Scleroderma may present as a limited disease affecting only the skin and nearby tissues (morphea) or it can present as a systemic disease with internal organ involvement. Systemic sclerosis (SSc) can be categorized into diffuse and limited cutaneous sclerosis determined by how extensive the skin involvement is.
The characteristics of SSc include Raynaud’s phenomenon which is a vasospastic disorder causing discoloration of the fingers and toes due to an abnormality in circulation. In addition the musculoskeletal, renal, pulmonary, cardiac and gastrointestinal systems are all involved with fibrotic or vascular problems. Patients will present with fatigue, arthralgia, myalgia, pain, and skin discoloration. The skin involvement is always present in SSc with variable extent and severity of skin thickening and hardening. The fingers, hands, and face are generally the earliest areas of the body involved. Edematous swelling and erythema may precede atrophy of the skin, also termed morphea. Pruritus and edema in the early stages are evident, sclerodactyly, digital ulcers, pitting at the fingertips, telangiectasia and calcinosis cutis are all features of systemic sclerosis.

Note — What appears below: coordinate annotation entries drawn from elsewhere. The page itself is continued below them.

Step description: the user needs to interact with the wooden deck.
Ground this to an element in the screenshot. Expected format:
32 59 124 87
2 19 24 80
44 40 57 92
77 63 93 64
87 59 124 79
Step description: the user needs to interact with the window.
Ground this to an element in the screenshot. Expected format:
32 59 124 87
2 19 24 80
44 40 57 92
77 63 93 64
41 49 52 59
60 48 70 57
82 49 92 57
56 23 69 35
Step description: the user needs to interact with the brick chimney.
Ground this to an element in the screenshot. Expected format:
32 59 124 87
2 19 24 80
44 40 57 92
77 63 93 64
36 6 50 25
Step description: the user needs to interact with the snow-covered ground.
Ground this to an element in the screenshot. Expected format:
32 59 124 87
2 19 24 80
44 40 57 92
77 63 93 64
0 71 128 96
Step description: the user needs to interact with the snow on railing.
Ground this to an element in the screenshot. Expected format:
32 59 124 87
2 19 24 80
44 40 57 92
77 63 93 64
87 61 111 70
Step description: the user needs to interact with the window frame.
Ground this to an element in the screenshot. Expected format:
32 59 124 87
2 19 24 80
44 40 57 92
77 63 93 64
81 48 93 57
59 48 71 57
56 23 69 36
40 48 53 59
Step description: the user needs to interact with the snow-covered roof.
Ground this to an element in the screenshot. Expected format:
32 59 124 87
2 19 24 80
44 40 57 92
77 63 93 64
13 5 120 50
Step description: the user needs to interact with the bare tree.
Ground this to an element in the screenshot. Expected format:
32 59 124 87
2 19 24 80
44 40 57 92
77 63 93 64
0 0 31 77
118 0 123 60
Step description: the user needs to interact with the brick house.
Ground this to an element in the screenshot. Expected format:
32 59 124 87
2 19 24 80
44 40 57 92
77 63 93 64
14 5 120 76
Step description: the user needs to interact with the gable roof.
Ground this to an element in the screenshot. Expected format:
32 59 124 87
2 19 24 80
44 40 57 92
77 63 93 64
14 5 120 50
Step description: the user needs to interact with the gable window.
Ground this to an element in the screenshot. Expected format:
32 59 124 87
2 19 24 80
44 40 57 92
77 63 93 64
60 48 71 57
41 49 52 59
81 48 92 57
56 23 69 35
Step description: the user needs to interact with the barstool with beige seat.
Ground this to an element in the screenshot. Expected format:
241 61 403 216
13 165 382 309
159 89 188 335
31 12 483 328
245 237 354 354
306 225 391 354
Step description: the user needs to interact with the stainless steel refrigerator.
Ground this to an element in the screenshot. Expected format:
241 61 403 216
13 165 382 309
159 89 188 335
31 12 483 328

Patients with limited cutaneous SSc present with skin sclerosis on the hands, the distal forearm, face and neck. They often also present with severe Raynaud’s phenomenon and cutaneous telangiectasia and can exhibit manifestations of CREST syndrome which includes calcinosis cutis, Raynaud’s phenomenon, esophageal dysmotility, sclerodactyly, and telangiectasia.
Patients with diffuse cutaneous SSc have sclerotic skin on different areas of the body than those with limited cutaneous SSc. The location of sclerotic skin is usually on the chest, abdomen, upper arms or shoulders and patients with this diffuse SSc are more likely to have or to manifest severe internal organ damage due to ischemic injury or fibrosis than those with limited cutaneous SSc.
The skin involvement can be diagnosed with a scoring system that estimates skin thickness, hardness, and fixation to underlying structures. The scoring system is called the Rodnan skin score. This semi-quantitative score rates the severity of the above findings from 0 which is normal, to 3 which is the most severe, in 17 separate areas of the body.
Treatment of SSc varies according to each individual’s internal organ involvement and skin manifestations. For pruritus, camphor and menthol as well as PUVA light treatment may be used. For patients with calcinosis, surgery can help and in patients with Raynaud’s phenomenon the most effective means of treatment is to avoid cold temperatures and smoking cessation. In terms of pharmacologic treatment, calcium channel blockers and intravenous prostaglandins can be used. In patients with GI involvement a proton pump inhibitor and H2 blockers can help. For those with lung involvement cyclophosphamide, calcium channel blockers and prostaglandins have been used with variable success. In terms of renal disease, an ACE inhibitor or angiotensin II inhibitor have shown to be helpful. In addition, mycophenolate mofetil has been shown to benefit patients with diffuse progressive cutaneous systemic sclerosis.